Expectations may lead to resentment. This is an invitation to stretch our thoughts and ideas about what is expected from others. It is also an invitation to meditate on loneliness and how we we might lock ourselves in a lonely place by building our own walls of rejection. Maybe if we had fewer expectations we might experience people differently. Maybe if we became skilled at monitoring how we build these walls we become more able to peak through our imaginary fences
Many of us grow learning about a part within us that enjoys consumption. There is a power in the process of purchasing items and having to carry these items from a store somewhere to our own place. This ritual of walking out of a store while carrying a beautifully wrapped body of items is completed by the climax of unwrapping. There is a sense of completion when an item - that once was seen in-store - is now sitting solely on one’s own shelf. There is an implicit look of pride that we address ourselves with when we see our store-bought prize the next day. A voice that congratulates us on our ability to own items — to consume things.

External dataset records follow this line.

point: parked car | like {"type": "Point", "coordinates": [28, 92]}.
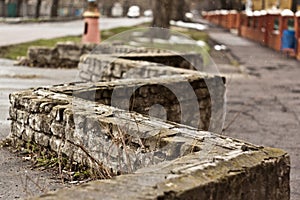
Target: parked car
{"type": "Point", "coordinates": [133, 12]}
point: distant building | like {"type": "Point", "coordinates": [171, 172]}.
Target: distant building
{"type": "Point", "coordinates": [272, 4]}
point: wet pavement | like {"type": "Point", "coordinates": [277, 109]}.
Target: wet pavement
{"type": "Point", "coordinates": [19, 33]}
{"type": "Point", "coordinates": [263, 95]}
{"type": "Point", "coordinates": [263, 100]}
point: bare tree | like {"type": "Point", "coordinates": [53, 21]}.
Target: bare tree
{"type": "Point", "coordinates": [178, 10]}
{"type": "Point", "coordinates": [162, 11]}
{"type": "Point", "coordinates": [38, 8]}
{"type": "Point", "coordinates": [54, 8]}
{"type": "Point", "coordinates": [294, 5]}
{"type": "Point", "coordinates": [2, 2]}
{"type": "Point", "coordinates": [19, 4]}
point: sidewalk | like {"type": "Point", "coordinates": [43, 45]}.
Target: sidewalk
{"type": "Point", "coordinates": [263, 95]}
{"type": "Point", "coordinates": [263, 99]}
{"type": "Point", "coordinates": [20, 33]}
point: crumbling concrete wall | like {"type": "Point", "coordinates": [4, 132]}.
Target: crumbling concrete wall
{"type": "Point", "coordinates": [67, 54]}
{"type": "Point", "coordinates": [168, 160]}
{"type": "Point", "coordinates": [95, 67]}
{"type": "Point", "coordinates": [63, 55]}
{"type": "Point", "coordinates": [164, 159]}
{"type": "Point", "coordinates": [256, 173]}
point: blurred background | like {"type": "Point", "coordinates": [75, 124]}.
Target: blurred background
{"type": "Point", "coordinates": [119, 8]}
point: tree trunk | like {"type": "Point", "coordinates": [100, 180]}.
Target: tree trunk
{"type": "Point", "coordinates": [19, 4]}
{"type": "Point", "coordinates": [179, 10]}
{"type": "Point", "coordinates": [294, 5]}
{"type": "Point", "coordinates": [54, 8]}
{"type": "Point", "coordinates": [162, 13]}
{"type": "Point", "coordinates": [3, 8]}
{"type": "Point", "coordinates": [38, 8]}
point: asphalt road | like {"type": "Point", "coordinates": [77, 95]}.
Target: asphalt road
{"type": "Point", "coordinates": [19, 33]}
{"type": "Point", "coordinates": [262, 93]}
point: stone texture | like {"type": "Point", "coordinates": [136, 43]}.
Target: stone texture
{"type": "Point", "coordinates": [92, 123]}
{"type": "Point", "coordinates": [261, 173]}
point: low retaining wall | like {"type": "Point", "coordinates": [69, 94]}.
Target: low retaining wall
{"type": "Point", "coordinates": [67, 54]}
{"type": "Point", "coordinates": [111, 127]}
{"type": "Point", "coordinates": [167, 160]}
{"type": "Point", "coordinates": [252, 174]}
{"type": "Point", "coordinates": [63, 55]}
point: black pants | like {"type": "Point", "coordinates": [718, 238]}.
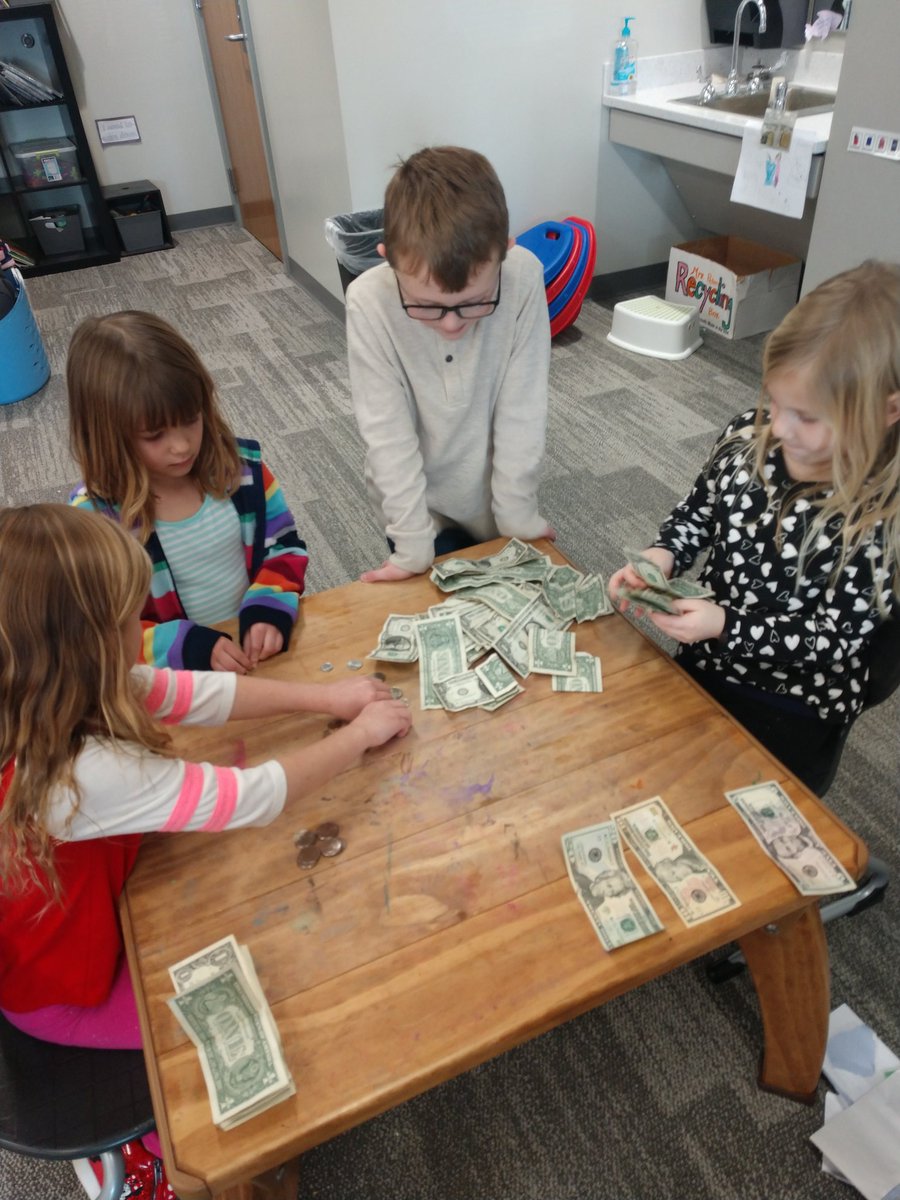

The ritual of consumption becomes a self-soothing behavior. Slowly we start getting used to carrying scented paper bags that are filled with items that we craved to meet our sense of fulfillment. The allure of finding that tactfully hidden item starts to faint. These layers of paper holding the item become a representation and - possibly- a symbol of burden.
Items that we crave are not the enemy. In fact, it might be a representation to what we stand for or what we want to represent. Essentially, we want to appeal to our own being. We want to be accepted by ourselves while looking at our collection of items that we consume. We hope for a better us in every purchase.
This is not an invitation for massive consumption, this is an invitation to spark curiosity about what we are constantly looking for. We need courage to want to see ourselves without being in the shadow of the items surrounding us. We might want to ask ourselves, what are we hiding from? What do we want to burry with each process of unwrapping?